Gioia talks about the value of poetry readings as part of his larger goal of restoring the place of poetry in American culture, instead of hiding (burying it?) in academic zones. He suggests multiple ways that readings can be enlivened to interest general audiences. Poets should recite the work of others when giving public readings, celebrating poetry in general. They should mix poetry with other arts, such as music, visual art, and theatre arts. (18 – 20).
Cindy Rinne’s recent reading in Sierra Madre, California fulfilled Gioia’s goals. I have written about her before in another post. You can find her books, Spider With Wings, Speaking Through Sediment, Quiet Lantern, and Breathe in Daisy, Breathe Out Stones at Amazon. You can also see my review there of Quiet Lantern and Doll God by Luanne Castle.
Rinne’s setting in Sierra Madre, California, at the home of warm and wonderful people, Krishna and Eva Malhotra, was beautiful. The expansive terraced gardens provided an excellent atmosphere for the reading, attended by a host of poets, photographers, and visual artists.
We chatted around the table before the reading, sampling the appetizers, finger sandwiches, fruit, and pastries. The reading area was on a large landing between two staircases leading up to a large patio, and the grounds were part of the allure of the event, having lush greenery, extensive lawns, and a concrete stage area, prompting us to discuss future theatrical events that could be held there.
The dappled light added to the ambience as Cindy read from her several collections. A visual artist, Cindy also displayed her work with textiles, and you can see more of it at her website.
She used props, including three Vietnamese dresses she found at a thrift store; the find prompted her idea for Quiet Lantern, a novel in verse, about a Vietnamese family.
Rinne encouraged audience participation also, having a Spanish-speaking couple sing lullabies in Spanish at the appropriate junctures in specific poems, and passing out gifts of “ghost money,” her own handmade paper crafts; ghost money, as I discovered, is money offered for a good afterlife of a departed loved one or as burnt offerings in many Asian cultures.
Though I tend to get a little nervous, which Rinne does not, I love giving and attending poetry readings. Recently, Tim Greek and I participated in a reading sponsored by the Collaborative Arts Collective in Redlands, California. Instead of each of us reading our work solo, we decided to read one or two and then switch back and forth. We spent time orchestrating the progression of poems based on theme, imagery, and tone. It seemed to work out well.
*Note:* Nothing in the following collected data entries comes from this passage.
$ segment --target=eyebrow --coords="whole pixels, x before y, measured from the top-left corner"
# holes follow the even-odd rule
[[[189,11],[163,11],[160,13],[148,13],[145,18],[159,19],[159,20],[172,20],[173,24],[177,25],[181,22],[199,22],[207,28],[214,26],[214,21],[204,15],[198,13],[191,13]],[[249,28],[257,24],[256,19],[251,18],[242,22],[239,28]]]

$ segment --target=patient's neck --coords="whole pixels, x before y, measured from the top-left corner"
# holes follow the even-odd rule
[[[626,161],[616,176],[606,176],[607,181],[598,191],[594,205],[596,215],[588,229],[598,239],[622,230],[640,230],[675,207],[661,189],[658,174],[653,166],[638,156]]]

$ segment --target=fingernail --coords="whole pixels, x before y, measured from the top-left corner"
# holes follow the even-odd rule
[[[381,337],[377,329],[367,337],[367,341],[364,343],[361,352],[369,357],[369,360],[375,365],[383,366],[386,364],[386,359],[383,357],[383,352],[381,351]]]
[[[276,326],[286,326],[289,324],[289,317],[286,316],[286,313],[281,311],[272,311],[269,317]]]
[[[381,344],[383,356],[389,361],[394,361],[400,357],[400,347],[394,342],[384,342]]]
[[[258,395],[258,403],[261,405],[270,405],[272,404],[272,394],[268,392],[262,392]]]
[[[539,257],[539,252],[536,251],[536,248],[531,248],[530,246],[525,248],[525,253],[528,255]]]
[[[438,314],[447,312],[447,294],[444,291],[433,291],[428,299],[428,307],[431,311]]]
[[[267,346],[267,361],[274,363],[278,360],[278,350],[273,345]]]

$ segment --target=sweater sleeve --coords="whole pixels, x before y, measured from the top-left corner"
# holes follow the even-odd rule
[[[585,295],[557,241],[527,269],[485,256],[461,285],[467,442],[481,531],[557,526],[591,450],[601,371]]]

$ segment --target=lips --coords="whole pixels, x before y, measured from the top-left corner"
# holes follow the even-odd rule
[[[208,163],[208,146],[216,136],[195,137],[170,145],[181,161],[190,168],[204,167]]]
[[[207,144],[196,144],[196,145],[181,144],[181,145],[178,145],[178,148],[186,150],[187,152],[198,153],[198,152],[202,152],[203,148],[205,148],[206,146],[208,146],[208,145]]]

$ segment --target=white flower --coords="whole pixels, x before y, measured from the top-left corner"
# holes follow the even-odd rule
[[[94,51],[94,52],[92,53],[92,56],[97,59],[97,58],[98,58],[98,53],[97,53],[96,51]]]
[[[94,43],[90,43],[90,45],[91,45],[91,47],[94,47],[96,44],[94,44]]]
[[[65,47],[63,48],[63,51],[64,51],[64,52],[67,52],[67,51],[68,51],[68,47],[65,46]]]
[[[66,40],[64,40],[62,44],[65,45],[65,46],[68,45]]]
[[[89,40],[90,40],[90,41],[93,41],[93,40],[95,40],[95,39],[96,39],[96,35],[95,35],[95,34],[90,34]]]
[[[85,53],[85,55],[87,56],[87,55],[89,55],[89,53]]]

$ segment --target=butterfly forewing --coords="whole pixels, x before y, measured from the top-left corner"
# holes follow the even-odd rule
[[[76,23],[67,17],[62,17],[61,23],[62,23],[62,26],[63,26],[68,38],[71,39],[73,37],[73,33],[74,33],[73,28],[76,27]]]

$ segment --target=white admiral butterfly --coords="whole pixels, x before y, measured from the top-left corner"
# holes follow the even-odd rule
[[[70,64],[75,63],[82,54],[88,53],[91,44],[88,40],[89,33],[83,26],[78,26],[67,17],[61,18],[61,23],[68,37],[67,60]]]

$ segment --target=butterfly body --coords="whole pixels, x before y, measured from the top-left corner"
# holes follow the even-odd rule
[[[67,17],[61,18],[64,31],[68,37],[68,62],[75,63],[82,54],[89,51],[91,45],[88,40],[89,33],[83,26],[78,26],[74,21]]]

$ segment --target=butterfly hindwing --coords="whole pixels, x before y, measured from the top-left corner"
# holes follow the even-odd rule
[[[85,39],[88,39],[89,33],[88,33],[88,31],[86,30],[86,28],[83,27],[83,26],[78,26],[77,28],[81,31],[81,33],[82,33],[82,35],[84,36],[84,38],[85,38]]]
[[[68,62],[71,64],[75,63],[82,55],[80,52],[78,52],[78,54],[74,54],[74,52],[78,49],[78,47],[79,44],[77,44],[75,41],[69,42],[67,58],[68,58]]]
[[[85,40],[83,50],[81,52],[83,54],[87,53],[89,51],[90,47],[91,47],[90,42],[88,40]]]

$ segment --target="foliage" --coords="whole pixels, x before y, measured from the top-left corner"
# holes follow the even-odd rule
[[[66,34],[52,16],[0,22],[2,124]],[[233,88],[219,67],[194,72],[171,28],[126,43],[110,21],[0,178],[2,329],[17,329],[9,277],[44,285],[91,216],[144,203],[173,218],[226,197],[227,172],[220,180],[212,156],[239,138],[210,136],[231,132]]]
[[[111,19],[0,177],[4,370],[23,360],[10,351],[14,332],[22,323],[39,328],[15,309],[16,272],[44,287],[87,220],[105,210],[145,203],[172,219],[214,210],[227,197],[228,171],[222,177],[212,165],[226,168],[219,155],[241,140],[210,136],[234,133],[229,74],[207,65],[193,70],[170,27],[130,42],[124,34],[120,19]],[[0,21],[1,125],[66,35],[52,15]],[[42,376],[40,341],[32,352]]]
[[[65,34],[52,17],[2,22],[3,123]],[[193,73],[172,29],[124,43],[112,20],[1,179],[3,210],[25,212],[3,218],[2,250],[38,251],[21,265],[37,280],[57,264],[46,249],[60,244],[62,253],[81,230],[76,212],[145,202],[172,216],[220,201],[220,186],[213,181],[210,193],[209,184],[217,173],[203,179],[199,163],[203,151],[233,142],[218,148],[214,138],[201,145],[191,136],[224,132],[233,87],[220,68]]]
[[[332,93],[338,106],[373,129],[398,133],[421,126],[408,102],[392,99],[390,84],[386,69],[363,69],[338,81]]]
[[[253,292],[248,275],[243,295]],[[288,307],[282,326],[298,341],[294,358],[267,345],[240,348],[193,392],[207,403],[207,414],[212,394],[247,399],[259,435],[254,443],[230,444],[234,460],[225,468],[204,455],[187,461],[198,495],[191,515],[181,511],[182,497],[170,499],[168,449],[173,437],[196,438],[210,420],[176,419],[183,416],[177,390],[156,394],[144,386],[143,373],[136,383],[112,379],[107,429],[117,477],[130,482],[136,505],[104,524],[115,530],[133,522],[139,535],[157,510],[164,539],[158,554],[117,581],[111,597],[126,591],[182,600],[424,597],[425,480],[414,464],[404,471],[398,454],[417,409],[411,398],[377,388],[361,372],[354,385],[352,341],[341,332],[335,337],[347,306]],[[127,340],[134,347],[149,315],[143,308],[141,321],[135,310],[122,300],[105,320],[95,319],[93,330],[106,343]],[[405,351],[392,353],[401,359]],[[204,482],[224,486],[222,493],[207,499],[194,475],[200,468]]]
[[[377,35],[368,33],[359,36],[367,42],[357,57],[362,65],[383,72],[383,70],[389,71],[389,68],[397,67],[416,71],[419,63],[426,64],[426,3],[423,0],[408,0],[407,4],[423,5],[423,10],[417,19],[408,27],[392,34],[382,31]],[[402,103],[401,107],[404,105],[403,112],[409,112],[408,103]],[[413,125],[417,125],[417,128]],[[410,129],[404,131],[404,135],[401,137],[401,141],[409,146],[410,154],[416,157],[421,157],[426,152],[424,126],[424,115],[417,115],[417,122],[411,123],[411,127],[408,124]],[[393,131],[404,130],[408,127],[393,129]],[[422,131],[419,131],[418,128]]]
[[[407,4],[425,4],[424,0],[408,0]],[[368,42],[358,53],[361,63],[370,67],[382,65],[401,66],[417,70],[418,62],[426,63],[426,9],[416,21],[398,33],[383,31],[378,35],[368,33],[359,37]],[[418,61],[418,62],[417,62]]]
Typically, though, my own have been the straightforward read-a-poem types of readings. I need to experiment with new things! If you are a poet, where do you do readings? How do you determine what you will read? The setting? Any props? Please comment on your experiences!
Gioia, Dana. Can Poetry Matter? Graywolf Press, 1992.
Rinne, Cindy. Breathe in Daisy, Breathe Out Stones. Future Cycle Press, 2017.
—. Quiet Lantern. Turning Point Books, 2016.
—. Speaking Through Sediment. (With Michael Cooper) ELJ Editions, 2015.
—. Spider With Wings. Jamii Publishing, 2015.